Everything Everywhere All at Once (2022)
Evelyn Quan is a woman with a failing business in a failing marriage and a failing relationship with her daughter. One day she learns that she may the multiverse‘s last hope for survival. She then goes on an adventure involving parallel universes, improbable scenarios, elaborate action sequences involving everything from googly eyes to trophies shaped like butt plugs, and a bagel with everything on it. Like, everything. Everything Everywhere All at Once is weird in the best ways, and it was one of the best movies released in 2022.
More Really Strange/Weird Movies
- El Topo (1970) director Alejandro Jodorowsky’s surreal and violent quasi-Western is widely heralded as the film that began the “midnight movie” craze of the 1970s.
- Being John Malkovich (1999) directed by Spike Jonze, and starring — you guessed it — John Malkovich, this is often put on lists like this as a default weird film. It’s also generally speaking quite a good movie that got several Academy Award nominations.

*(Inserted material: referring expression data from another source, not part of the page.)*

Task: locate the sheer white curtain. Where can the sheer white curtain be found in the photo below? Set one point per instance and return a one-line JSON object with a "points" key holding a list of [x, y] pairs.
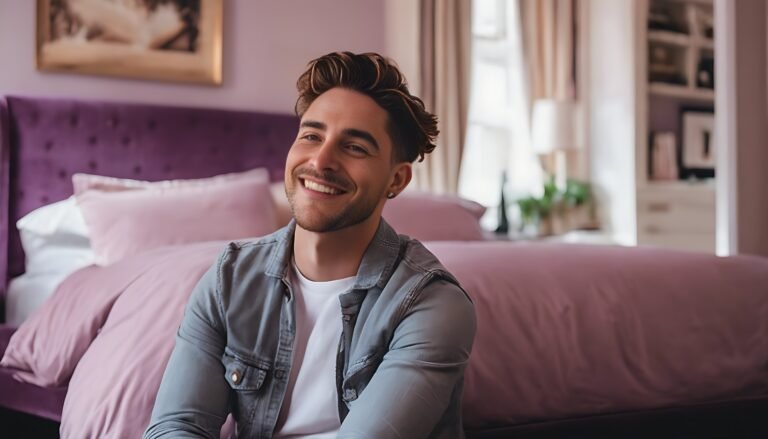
{"points": [[444, 65], [498, 134]]}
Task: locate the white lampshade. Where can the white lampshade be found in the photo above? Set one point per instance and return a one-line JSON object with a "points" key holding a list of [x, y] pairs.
{"points": [[553, 125]]}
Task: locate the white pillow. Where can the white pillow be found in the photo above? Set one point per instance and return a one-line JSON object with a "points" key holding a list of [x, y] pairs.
{"points": [[55, 238]]}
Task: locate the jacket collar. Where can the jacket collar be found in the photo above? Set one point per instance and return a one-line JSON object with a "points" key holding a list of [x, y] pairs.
{"points": [[376, 266]]}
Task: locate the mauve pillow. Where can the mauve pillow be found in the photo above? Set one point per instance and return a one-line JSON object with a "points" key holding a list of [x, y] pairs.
{"points": [[83, 182], [125, 223], [430, 217]]}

- Forbidden Zone (1982) is an absurdist musical with a cult following and radically bizarre set of characters.
- Crash (1995) a controversial David Cronenberg drama about a group of people with symphorophilia, a paraphilia that involves becoming aroused from disasters like a car crash.
- Donnie Darko (2001) a high-school student (Jake Gyllenhaal) is haunted by a six-foot rabbit that only he is able to see.

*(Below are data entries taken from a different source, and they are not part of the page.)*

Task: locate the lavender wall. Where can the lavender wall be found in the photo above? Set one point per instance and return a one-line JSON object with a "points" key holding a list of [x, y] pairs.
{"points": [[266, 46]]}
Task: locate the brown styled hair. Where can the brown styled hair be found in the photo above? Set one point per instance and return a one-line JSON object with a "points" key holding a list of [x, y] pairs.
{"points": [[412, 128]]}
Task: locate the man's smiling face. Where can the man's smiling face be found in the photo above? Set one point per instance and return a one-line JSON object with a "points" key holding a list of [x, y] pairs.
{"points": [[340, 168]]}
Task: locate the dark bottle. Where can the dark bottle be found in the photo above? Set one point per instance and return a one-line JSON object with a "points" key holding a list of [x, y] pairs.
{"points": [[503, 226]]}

- I’m a Cyborg, But That’s OK (2006) a young Korean woman is sent to an asylum after she declares that she is a cyborg rather than a human being.
- Tropic Thunder (2008) one film critic described watching this film as being like “getting mugged by a clown,” and as far as plot goes, this Ben Stiller film is very meta.

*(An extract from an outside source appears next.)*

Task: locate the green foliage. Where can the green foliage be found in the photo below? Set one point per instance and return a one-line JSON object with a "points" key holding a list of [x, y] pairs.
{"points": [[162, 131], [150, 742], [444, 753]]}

- Trash Humpers (2009) maestro of weirdness Harmony Korine directed this film about elderly voyeurs.
- Dogtooth (2009) a pair of parents keep their three children completely cloistered from the outside world.
- Enter The Void (2009) what would a roundup of strange movies be without one from French director Gaspar Noé? Flashing lights, violence, trippy visuals, and a dizzying occult plot make this a default film for cinephiles looking for a mind-bending movie.
- River of Fundament (2014) in our list of the most disturbing movies ever made, we ranked Matthew Barney’s River of Fundament number one. It is a strange, strange movie.
- Sorry to Bother You (2018) is one of the more interesting and provocative surrealist films of the 2010s.
- Midsommar (2019) is a strange movie from Ari Aster that subverts many expectations of what people come to expect from the horror genre.
- Fried Barry (2020) this Shudder Original is marketed as the R-rated version of E.T. the Extra-Terrestrial and is a truly bizarre cinematic experience.
- We’re All Going to the World’s Fair (2021) is a weird film about the horrors of growing up and internet culture, shot from an almost found-footage-esque way.